The FARE guide, states that food services be able to communicate ingredients upon request. Our biggest focus in meeting this commitment is accuracy. To ensure accuracy, it is important to understand that our kitchens perform scratch cooking at each meal without the use of standardized recipes. Products come from different vendors nationwide whom may change formulations without notification. Similar menu items are often different each time they are served based on seasonal and local availability of ingredients.

In our system, the most accurate information will always come from the designated person in charge who can communicate the exact items that were actually used in preparation of that item that meal. This individual will NOT be the person serving; there are always managers and/or chefs on the floor available to help anyone with an ingredient question.

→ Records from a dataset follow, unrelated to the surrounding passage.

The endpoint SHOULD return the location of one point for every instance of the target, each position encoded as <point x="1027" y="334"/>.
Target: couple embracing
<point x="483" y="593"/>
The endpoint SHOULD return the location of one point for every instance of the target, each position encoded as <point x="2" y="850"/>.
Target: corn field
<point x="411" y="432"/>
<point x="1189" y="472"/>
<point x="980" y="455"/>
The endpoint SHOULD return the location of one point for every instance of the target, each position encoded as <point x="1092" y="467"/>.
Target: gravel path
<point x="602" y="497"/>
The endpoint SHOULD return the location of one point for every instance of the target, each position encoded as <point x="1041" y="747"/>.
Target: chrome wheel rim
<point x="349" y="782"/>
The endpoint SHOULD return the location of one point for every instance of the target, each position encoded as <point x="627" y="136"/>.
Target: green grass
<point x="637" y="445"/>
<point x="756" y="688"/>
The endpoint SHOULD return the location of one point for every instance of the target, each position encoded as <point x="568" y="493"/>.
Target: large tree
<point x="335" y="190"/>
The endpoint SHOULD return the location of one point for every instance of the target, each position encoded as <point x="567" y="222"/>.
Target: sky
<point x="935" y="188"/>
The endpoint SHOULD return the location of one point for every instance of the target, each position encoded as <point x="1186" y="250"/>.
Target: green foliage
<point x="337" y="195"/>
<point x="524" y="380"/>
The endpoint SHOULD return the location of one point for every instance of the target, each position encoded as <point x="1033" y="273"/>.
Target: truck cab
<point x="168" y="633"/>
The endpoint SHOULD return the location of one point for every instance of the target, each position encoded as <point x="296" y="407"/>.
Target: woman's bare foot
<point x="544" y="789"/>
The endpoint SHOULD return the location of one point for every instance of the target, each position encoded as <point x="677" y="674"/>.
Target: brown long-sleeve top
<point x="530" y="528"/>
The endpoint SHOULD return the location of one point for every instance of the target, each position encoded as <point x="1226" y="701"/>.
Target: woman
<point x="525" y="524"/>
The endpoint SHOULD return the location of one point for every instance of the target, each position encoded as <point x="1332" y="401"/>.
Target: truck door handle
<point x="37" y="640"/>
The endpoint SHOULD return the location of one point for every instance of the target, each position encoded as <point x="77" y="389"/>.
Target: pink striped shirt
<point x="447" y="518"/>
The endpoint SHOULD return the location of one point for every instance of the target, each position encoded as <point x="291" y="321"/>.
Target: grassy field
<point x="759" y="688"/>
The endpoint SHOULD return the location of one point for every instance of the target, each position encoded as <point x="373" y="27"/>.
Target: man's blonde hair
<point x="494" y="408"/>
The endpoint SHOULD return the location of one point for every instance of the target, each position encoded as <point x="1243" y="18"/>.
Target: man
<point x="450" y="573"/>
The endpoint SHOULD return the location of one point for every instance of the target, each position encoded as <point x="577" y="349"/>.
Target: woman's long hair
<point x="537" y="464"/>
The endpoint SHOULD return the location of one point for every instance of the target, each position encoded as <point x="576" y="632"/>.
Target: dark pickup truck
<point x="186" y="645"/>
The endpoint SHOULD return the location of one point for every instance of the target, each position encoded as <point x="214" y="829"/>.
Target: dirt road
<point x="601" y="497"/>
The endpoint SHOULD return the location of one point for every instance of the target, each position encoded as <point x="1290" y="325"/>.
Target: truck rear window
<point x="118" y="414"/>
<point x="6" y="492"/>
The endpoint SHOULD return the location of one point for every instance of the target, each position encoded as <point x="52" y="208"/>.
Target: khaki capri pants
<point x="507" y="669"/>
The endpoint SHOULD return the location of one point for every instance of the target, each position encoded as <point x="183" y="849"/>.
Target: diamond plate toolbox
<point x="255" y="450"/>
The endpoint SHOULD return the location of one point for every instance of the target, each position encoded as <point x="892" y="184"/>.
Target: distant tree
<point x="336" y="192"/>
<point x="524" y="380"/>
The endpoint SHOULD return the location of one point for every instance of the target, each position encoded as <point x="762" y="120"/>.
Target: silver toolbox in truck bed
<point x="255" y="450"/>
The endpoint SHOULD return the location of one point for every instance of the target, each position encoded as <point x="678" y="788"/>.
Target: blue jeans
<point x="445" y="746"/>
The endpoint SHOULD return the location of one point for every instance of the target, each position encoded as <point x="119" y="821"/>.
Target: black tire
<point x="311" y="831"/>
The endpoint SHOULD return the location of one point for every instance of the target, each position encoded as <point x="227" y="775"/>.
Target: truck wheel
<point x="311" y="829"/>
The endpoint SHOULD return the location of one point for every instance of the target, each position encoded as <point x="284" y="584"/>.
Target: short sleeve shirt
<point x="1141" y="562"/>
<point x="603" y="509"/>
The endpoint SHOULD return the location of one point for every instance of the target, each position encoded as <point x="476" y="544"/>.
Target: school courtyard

Key Components of the Bon Appétit management of allergens include:

  • Allergen Awareness and Celiac Disease Training for all staff
  • Ingredient questions directed to a dining or chef manager
  • Signage to guests and staff
  • Accurate menu nomenclature
  • Individual communication with guests

We also recommend:

  • Guests with food allergies meet with onsite manager/chef and refer to Resident Director
  • Servers refer ingredient questions to the designated person in charge
  • When in doubt, direct to another selection
  • Maintain individual communication

With regard to menu planning and nomenclature, Bon Appétit:

  • Discourages use of allergens in unexpected places
  • Does not use peanut oil
  • Will use major allergens in the menu name
  • We avoid “this item contains _____”
  • We will show products to guests when requested
  • We always want guests to ask questions vs. make assumptions from signage

Of course those using our dining facilities need to be aware that the menu nomenclature that is provided is accurate to the best of our knowledge. However, vendors and products may change ingredients without our knowledge. We always recommend personal interaction with our Bon Appétit management staff as more specific information can be shared. Students have indicated to us that the personal approach helps them choose their food with confidence and feel like they get better information this way. The best and safest environment is a result of a joint effort between the food service provider and the guest with food allergies.